Heitz appealed the disciplinary proceeding through the administrative process, asserting that he did not know about the restraining order, and that he should be found guilty of a lesser offense. The final reviewing authority changed the offense to Class A-111 attempting or conspiring or aiding and abetting with another to commit any Class A offense/Class A-100, violation of any federal, state or local criminal law (IC 34-26-5-9(b)). The sanctions remained the same. Heitz now seeks relief pursuant to 28 U.S.C. § 2254 arguing that his due process rights were denied and the evidence was insufficient to support a guilty finding.
Heitz is not entitled to habeas relief because the guilty finding was supported by sufficient evidence and he was afforded due process. Heitz's first claim is that the evidence is insufficient to support a guilty finding because he did not have the intent to commit the violation or know of the restraining order.
"Prison disciplinary proceedings are not part of a criminal prosecution, and the full panoply of rights due a defendant in such proceedings does not apply." Wolff, 418 U.S. at 556. The "some evidence" evidentiary standard in this type of case is much more lenient than "beyond a reasonable doubt" or even "by a preponderance." See Moffat v. Broyles, 288 F.3d 978, 981 (7th Cir. 2002) (hearing officer in prison disciplinary case "need not show culpability beyond a reasonable doubt or credit exculpatory evidence."). The "some evidence" standard requires "only that the decision not be arbitrary or without support in the record." McPherson v. McBride, 188 F.3d 784, 786 (7th Cir. 1999). "In reviewing a decision for `some evidence,' courts are not required to conduct an examination of the entire record, independently assess witness credibility, or weigh the evidence, but only determine whether the prison disciplinary board's decision to revoke good time credits has some factual basis." Id. (internal quotation omitted). A conduct report alone may provide "some evidence" of guilt, notwithstanding its brevity or the presence of conflicting evidence. Id. Even "meager" proof will suffice so long as "the record is not so devoid of evidence that the findings of the disciplinary board were without support or otherwise arbitrary." Hill, 472 U.S. at 457.
Here, Heitz argues that the evidence was insufficient because he did not have the intent to commit this offense because he did not know about the protective order against inmate Watkins. The conduct report and Report of Investigation state that Watkins gave Heitz information and directions to his (Watkins') victim's residence. The victim is the subject of the order of protection against Watkins. Heitz directed his wife and a second female to contact Watkins' victim. Hietz's wife and female friend went to the victim's residence stating they were family of Heitz and were sent by Watkins.

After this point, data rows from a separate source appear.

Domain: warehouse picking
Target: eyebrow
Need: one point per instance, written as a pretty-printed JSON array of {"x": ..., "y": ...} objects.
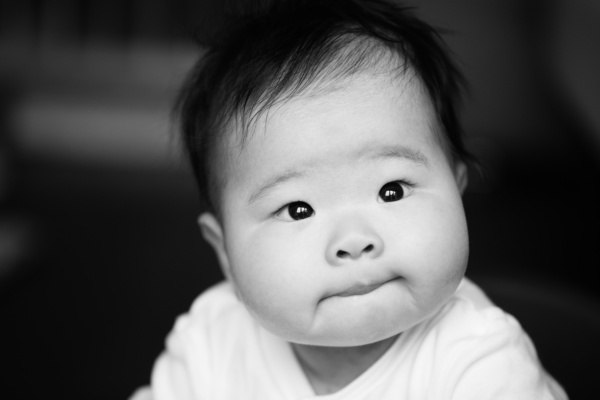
[{"x": 395, "y": 152}]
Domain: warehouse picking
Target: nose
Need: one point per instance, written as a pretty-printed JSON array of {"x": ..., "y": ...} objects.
[{"x": 352, "y": 242}]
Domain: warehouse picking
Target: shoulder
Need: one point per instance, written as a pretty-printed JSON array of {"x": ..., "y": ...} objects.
[
  {"x": 484, "y": 352},
  {"x": 204, "y": 344}
]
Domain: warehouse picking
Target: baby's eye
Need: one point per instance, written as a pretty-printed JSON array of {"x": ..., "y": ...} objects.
[
  {"x": 391, "y": 191},
  {"x": 299, "y": 210}
]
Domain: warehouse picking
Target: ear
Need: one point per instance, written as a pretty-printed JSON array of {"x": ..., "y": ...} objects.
[
  {"x": 212, "y": 232},
  {"x": 461, "y": 174}
]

The final reviewing authority changed Heitz's offense from violation of any federal, state, or local criminal law to attempting or conspiring or aiding and abetting with another to commit violation of any federal, state or local criminal law (IC 34-26-5-9(b)). The evidence above is sufficient to find Heitz guilty of attempting or conspiring or aiding and abetting with another to commit any Class A offense, violation of any federal, state or local criminal law. More specifically, Heitz aided Watkins in violating Indiana Code § 34-36-5-9(b) which prohibits direct or indirect communication with the subject of the protection order when, at Watkins' direction, he sent his wife to the victim's residence.
Next, Heitz argues that his due process rights were violated because he requested physical evidence, phone records, a copy of the protective order, and a witness statement from inmate Watkins' father, but was denied such evidence. The facts contradict this argument. On May 16, 2013, Heitz was notified of the charge and was given a copy of the conduct report and the Notice of Disciplinary Hearing "Screening Report." He was notified of his rights and pled not guilty. He did not request a lay advocate, and did not request to call any witnesses. Heitz did not request any physical evidence, but the words Report of Investigation and Phone Records appear in the space below his waiver of his right to request physical evidence. [
In claiming that his due process rights were violated when the screening officer failed to record the evidence Heitz requested during the screening process, he points to Indiana Department of Correction policy 02-04-101. However, alleged violations of state policies are not cognizable claims in a habeas petition. Hester v. McBride, 966 F.Supp. 765-744-75 (N.D. 1997). Heitz received the process he was due.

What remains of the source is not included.